Associate Professor and Director of Graduate Studies

CONTACT

English

Email: attiongs@syr.edu

Degrees

Ph.D. in Ethnic Studies, University of California, San Diego (UCSD)

Biographic Overview

Antonio T. Tiongson, Jr. is an Associate Professor in the Department of English at Syracuse University.  His current project, tentatively titled Archives of Comparative Racialization and the Problematics of Comparative Critique, constitutes a critical engagement with the emergent scholarship on comparative racialization and more broadly, the emergence of critical ethnic studies as an intellectual and political project.  He is co-editor of the forthcoming anthology tentatively titled Filipinx American Studies: An Interdisciplinary Reckoning (Fordham University Press; co-edited with Rick Bonus); co-editor of a special issue of Critical Ethnic Studies exploring the perils and possibilities of comparative critique (Fall 2015; co-edited with Danika Medak-Saltzman); author of Filipinos Represent: DJs, Racial Authenticity, and the Hip-hop Nation (University of Minnesota Press, 2013); and co-editor of Positively No Filipinos Allowed: Building Communities and Discourse (Temple University Press, 2006; co-edited with Edgardo V. Gutierrez and Ricardo V. Gutierrez).  He is also co-editor of the “Critical Race, Indigeneity, and Relationality book series (Temple University Press, 2016-present; with Danika Medak-Saltzman and Iyko Day).  The book series showcases comparative studies of race, ethnicity, and Indigeneity in projects that take a self-reflexive approach in their deployment of relational frameworks and analytics.
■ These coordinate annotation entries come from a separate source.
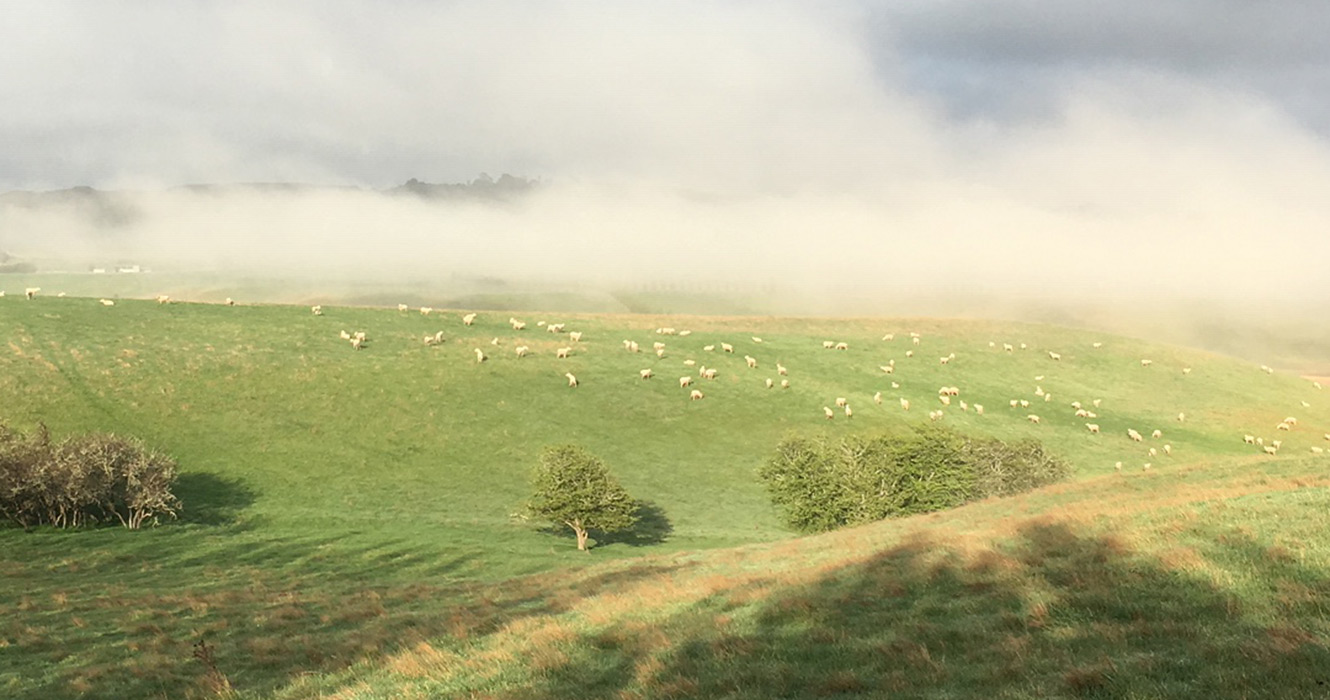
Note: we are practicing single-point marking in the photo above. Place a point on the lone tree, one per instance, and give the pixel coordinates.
(573, 487)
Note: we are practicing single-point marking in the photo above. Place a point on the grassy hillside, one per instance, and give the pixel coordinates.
(347, 505)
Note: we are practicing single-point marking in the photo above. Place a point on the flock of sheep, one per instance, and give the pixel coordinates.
(946, 394)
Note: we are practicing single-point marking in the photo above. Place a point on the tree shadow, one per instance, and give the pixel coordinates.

His fields of research are American studies, critical ethnic studies, cultural studies, Asian American studies, and Filipinx American studies.  His areas of expertise include comparative racializations, popular culture, contemporary youth activism, and archives and the nature of knowledge production.  A topic of interest is the growth of scholarship deploying comparative analytics and the challenges raised by this kind of work including the complications posed by blackness and Indigeneity to comparative frameworks.  Another topic of interest is the rethinking of the intellectual and political project of ethnic studies signaled by the deployment of “critical ethnic studies.”  A third topic of interest is transdisciplinarity, the lines of inquiry opened up by placing interdisciplinary formations such as Asian American studies and critical Indigenous studies into a critical dialogue.